Supervision für Anwälte

Vielleicht helfen Definitionsversuche, um dem Thema näher zu kommen. Irmgard Göttler-Rosset etwa sagt: "Für eine Rechtsanwältin oder einen Anwalt bedeutet Niederlage zum Beispiel, wenn ich ein Gerichtsverfahren verliere, obwohl ich überzeugt war, dass ich richtig argumentiert und ich das Recht richtig interpretiert habe." Die Juristin arbeitet in Freiburg als Rechtsanwältin, Supervisorin und Mediatorin. Supervision – das kennt man eher aus der Psychologie. Zu Göttler-Rosset kommen dagegen überwiegend Mediatoren, die – zum Teil – selbst auch Anwälte sind. Sie sollen bei der Juristin das eigene Handeln reflektieren, sich ihrer eigenen Rolle bei der Entwicklung eines Rechtsstreits bewusst werden, den eigenen Verhandlungsstil optimieren. All das mit dem Ziel, ihre professionelle Kompetenz zu sichern und zu erweitern. Die Freiburger Supervisorin arbeitet mit der Methode der so genannten mediationsanalogen Supervision. Der Hilfesuchende soll letztlich Freiräume erhalten, sich für den eingeschlagenen oder einen anderen Weg zu entscheiden, wenn eine Sache festgefahren scheint. Etwa wenn in einem Familienrechtsfall bislang noch gar nicht klar ist, was der Mandant eigentlich will. Es ist unter Juristen ein bekanntes Phänomen aus dem Berufsalltag, dass ein streitiges Verfahren hängt. Der Anwalt merkt nicht mehr, dass der Fall eine Eigendynamik entwickelt. "Anstatt der außergerichtlichen Einigung, die eigentlich beide Anwälte angestrebt haben, geht es in die nächste Eskalationsstufe", erklärt Göttler-Rosset.

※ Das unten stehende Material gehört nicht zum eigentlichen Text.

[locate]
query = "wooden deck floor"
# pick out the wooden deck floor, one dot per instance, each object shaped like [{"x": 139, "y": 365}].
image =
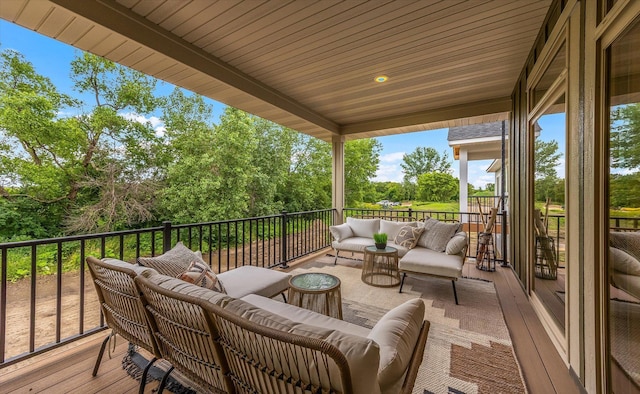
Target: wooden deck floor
[{"x": 69, "y": 370}]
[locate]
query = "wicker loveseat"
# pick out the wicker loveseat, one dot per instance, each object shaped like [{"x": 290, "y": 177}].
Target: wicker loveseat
[
  {"x": 429, "y": 247},
  {"x": 264, "y": 345}
]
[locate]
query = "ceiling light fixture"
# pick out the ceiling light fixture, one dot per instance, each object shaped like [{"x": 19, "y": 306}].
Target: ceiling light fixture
[{"x": 381, "y": 78}]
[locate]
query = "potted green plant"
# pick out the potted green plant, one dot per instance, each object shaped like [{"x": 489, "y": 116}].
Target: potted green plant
[{"x": 380, "y": 240}]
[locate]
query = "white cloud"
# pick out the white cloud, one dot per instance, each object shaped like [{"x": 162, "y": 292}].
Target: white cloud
[
  {"x": 389, "y": 173},
  {"x": 395, "y": 157},
  {"x": 389, "y": 169},
  {"x": 154, "y": 121}
]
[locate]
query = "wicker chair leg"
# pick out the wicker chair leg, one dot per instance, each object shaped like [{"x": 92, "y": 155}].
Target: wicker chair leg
[
  {"x": 100, "y": 353},
  {"x": 404, "y": 275},
  {"x": 164, "y": 381},
  {"x": 455, "y": 294},
  {"x": 143, "y": 379}
]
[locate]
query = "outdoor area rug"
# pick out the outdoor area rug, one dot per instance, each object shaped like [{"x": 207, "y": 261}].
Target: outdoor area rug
[{"x": 468, "y": 350}]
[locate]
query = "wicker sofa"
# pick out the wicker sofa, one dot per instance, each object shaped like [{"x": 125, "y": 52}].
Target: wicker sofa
[
  {"x": 259, "y": 344},
  {"x": 429, "y": 247}
]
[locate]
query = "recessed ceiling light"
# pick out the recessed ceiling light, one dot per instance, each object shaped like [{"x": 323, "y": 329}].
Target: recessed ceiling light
[{"x": 381, "y": 78}]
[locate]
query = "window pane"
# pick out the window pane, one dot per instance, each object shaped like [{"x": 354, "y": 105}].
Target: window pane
[
  {"x": 549, "y": 192},
  {"x": 624, "y": 211}
]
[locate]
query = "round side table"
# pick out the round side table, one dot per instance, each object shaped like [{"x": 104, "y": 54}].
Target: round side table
[
  {"x": 380, "y": 267},
  {"x": 317, "y": 292}
]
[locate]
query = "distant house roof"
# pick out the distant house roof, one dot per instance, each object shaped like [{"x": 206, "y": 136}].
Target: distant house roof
[{"x": 483, "y": 130}]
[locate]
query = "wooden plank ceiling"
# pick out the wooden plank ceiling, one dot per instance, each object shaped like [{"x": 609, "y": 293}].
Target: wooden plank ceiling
[{"x": 310, "y": 65}]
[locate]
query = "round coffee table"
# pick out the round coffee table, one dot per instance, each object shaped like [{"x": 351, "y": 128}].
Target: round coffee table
[
  {"x": 318, "y": 292},
  {"x": 380, "y": 267}
]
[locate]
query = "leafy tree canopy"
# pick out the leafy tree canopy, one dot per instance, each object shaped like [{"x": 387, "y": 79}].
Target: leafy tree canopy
[
  {"x": 625, "y": 137},
  {"x": 437, "y": 187},
  {"x": 423, "y": 160}
]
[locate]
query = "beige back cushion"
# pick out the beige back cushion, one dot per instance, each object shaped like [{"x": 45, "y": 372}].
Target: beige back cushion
[
  {"x": 437, "y": 234},
  {"x": 341, "y": 231},
  {"x": 624, "y": 262},
  {"x": 397, "y": 333},
  {"x": 364, "y": 227},
  {"x": 174, "y": 262},
  {"x": 363, "y": 355},
  {"x": 392, "y": 228}
]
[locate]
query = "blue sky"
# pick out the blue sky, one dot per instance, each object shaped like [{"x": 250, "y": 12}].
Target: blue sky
[{"x": 52, "y": 59}]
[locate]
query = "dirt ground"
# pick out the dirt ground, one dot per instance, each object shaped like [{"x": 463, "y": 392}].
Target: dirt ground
[
  {"x": 18, "y": 327},
  {"x": 43, "y": 327}
]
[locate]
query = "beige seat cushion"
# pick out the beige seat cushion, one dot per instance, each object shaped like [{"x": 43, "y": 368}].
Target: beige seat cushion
[
  {"x": 250, "y": 279},
  {"x": 392, "y": 227},
  {"x": 353, "y": 244},
  {"x": 397, "y": 333},
  {"x": 301, "y": 315},
  {"x": 427, "y": 261},
  {"x": 628, "y": 283},
  {"x": 362, "y": 354},
  {"x": 457, "y": 243}
]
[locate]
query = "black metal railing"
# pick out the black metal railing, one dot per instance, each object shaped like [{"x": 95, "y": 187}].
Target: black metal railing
[
  {"x": 45, "y": 282},
  {"x": 472, "y": 223},
  {"x": 474, "y": 203}
]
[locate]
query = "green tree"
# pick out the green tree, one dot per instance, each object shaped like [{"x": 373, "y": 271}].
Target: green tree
[
  {"x": 209, "y": 178},
  {"x": 57, "y": 152},
  {"x": 423, "y": 160},
  {"x": 361, "y": 159},
  {"x": 546, "y": 159},
  {"x": 625, "y": 137},
  {"x": 624, "y": 190},
  {"x": 437, "y": 187},
  {"x": 307, "y": 185}
]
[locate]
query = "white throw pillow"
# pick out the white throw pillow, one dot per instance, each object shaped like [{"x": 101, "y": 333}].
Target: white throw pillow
[
  {"x": 457, "y": 243},
  {"x": 341, "y": 231},
  {"x": 391, "y": 228},
  {"x": 364, "y": 227},
  {"x": 397, "y": 333}
]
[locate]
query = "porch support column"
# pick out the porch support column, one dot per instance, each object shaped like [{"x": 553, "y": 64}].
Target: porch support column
[
  {"x": 337, "y": 188},
  {"x": 464, "y": 193}
]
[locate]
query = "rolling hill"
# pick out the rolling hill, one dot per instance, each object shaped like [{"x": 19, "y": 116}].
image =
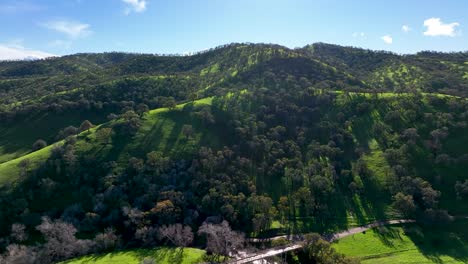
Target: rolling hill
[{"x": 270, "y": 139}]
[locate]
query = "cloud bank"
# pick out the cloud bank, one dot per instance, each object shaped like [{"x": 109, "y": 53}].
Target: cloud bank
[{"x": 435, "y": 27}]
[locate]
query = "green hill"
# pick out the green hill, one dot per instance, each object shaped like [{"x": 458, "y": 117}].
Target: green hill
[{"x": 270, "y": 139}]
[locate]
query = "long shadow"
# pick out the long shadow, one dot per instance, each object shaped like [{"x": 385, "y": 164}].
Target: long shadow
[{"x": 437, "y": 241}]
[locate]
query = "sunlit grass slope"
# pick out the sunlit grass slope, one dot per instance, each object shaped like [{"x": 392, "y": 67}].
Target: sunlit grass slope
[
  {"x": 159, "y": 255},
  {"x": 161, "y": 130},
  {"x": 409, "y": 244}
]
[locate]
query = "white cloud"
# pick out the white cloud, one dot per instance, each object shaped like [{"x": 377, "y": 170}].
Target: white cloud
[
  {"x": 405, "y": 28},
  {"x": 61, "y": 44},
  {"x": 387, "y": 39},
  {"x": 70, "y": 28},
  {"x": 435, "y": 27},
  {"x": 19, "y": 7},
  {"x": 17, "y": 52},
  {"x": 137, "y": 6},
  {"x": 359, "y": 35}
]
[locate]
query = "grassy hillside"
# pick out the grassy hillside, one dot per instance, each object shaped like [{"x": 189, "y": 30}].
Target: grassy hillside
[
  {"x": 161, "y": 130},
  {"x": 159, "y": 255},
  {"x": 409, "y": 244},
  {"x": 269, "y": 139}
]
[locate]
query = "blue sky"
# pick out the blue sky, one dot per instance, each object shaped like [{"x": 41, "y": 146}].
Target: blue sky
[{"x": 38, "y": 28}]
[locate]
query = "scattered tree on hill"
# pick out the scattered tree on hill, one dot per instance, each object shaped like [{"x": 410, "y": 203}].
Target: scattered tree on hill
[
  {"x": 18, "y": 233},
  {"x": 187, "y": 131},
  {"x": 404, "y": 204},
  {"x": 39, "y": 144},
  {"x": 86, "y": 126},
  {"x": 220, "y": 239},
  {"x": 462, "y": 189},
  {"x": 104, "y": 134},
  {"x": 141, "y": 109},
  {"x": 177, "y": 234}
]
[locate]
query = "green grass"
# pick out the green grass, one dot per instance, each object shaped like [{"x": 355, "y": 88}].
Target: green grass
[
  {"x": 409, "y": 244},
  {"x": 161, "y": 130},
  {"x": 9, "y": 171},
  {"x": 16, "y": 139},
  {"x": 160, "y": 255},
  {"x": 376, "y": 161}
]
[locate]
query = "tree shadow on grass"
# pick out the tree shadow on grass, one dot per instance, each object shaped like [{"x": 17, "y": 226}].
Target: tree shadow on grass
[
  {"x": 437, "y": 241},
  {"x": 161, "y": 255}
]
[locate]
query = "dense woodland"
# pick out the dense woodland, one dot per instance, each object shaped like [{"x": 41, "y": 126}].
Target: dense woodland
[{"x": 297, "y": 138}]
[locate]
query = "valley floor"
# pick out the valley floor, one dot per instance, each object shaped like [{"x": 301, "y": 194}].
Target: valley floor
[{"x": 159, "y": 255}]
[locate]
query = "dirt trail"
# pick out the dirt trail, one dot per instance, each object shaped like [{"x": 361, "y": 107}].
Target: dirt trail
[{"x": 299, "y": 243}]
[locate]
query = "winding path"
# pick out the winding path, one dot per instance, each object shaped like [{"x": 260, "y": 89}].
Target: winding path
[{"x": 299, "y": 243}]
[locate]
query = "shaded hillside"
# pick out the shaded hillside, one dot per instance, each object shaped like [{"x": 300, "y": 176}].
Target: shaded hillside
[{"x": 260, "y": 138}]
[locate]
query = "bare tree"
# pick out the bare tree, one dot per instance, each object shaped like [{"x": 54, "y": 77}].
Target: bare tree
[
  {"x": 220, "y": 239},
  {"x": 61, "y": 242},
  {"x": 19, "y": 254},
  {"x": 148, "y": 260},
  {"x": 187, "y": 131},
  {"x": 107, "y": 240},
  {"x": 86, "y": 126},
  {"x": 147, "y": 236},
  {"x": 177, "y": 234},
  {"x": 18, "y": 232}
]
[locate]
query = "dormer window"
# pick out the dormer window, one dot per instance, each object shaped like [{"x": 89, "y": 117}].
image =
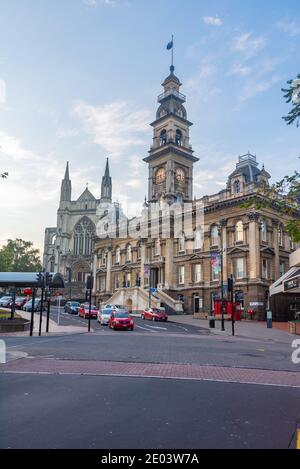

Statt Schreiben und Reden folgt wechselseitiges Drohen, mit dem Gericht oder sonstigen negativen Folgen. "Wo ist dann mein Part? Eine wichtige Frage. Und da wäre Supervision ganz wichtig."

Auch Supervisoren unterliegen Berufsgeheimnis

Einen anderen Weg geht Rechtsanwalt Frank E. R. Diem aus Stuttgart. Mit seinen Kolleginnen und Kolleginnen in der Kanzlei praktiziert er den offenen Dialog. Auch in Zeiten von Niederlagen. "Wir reden über die Fälle und auch über das Menschliche, was damit zusammenhängt. Das hilft", sagt Diem. Unter Kollegen können Fälle ganz offen besprochen werden, weil das Berufsgeheimnis die gesamte Kanzlei umfasst. Supervision für Rechtsanwälte hält er indes für wenig praktikabel. Weil er sich dort öffnen müsse, könne er nicht gleichzeitig das anwaltliche Berufsgeheimnis wahren, so seine Befürchtung. Allerdings sind Supervisoren ebenfalls an ihr Berufsgeheimnis gebunden. Zudem seien Namen aus Akten bei Sitzungen der Einzel- sowie Gruppensupervision tabu, wie Göttler-Rosset versichert. Wenn ein Anwalt mit einem Fall, der besprochen wird befasst ist, nimmt er nicht an dieser Supervision teil und geht stattdessen solange raus.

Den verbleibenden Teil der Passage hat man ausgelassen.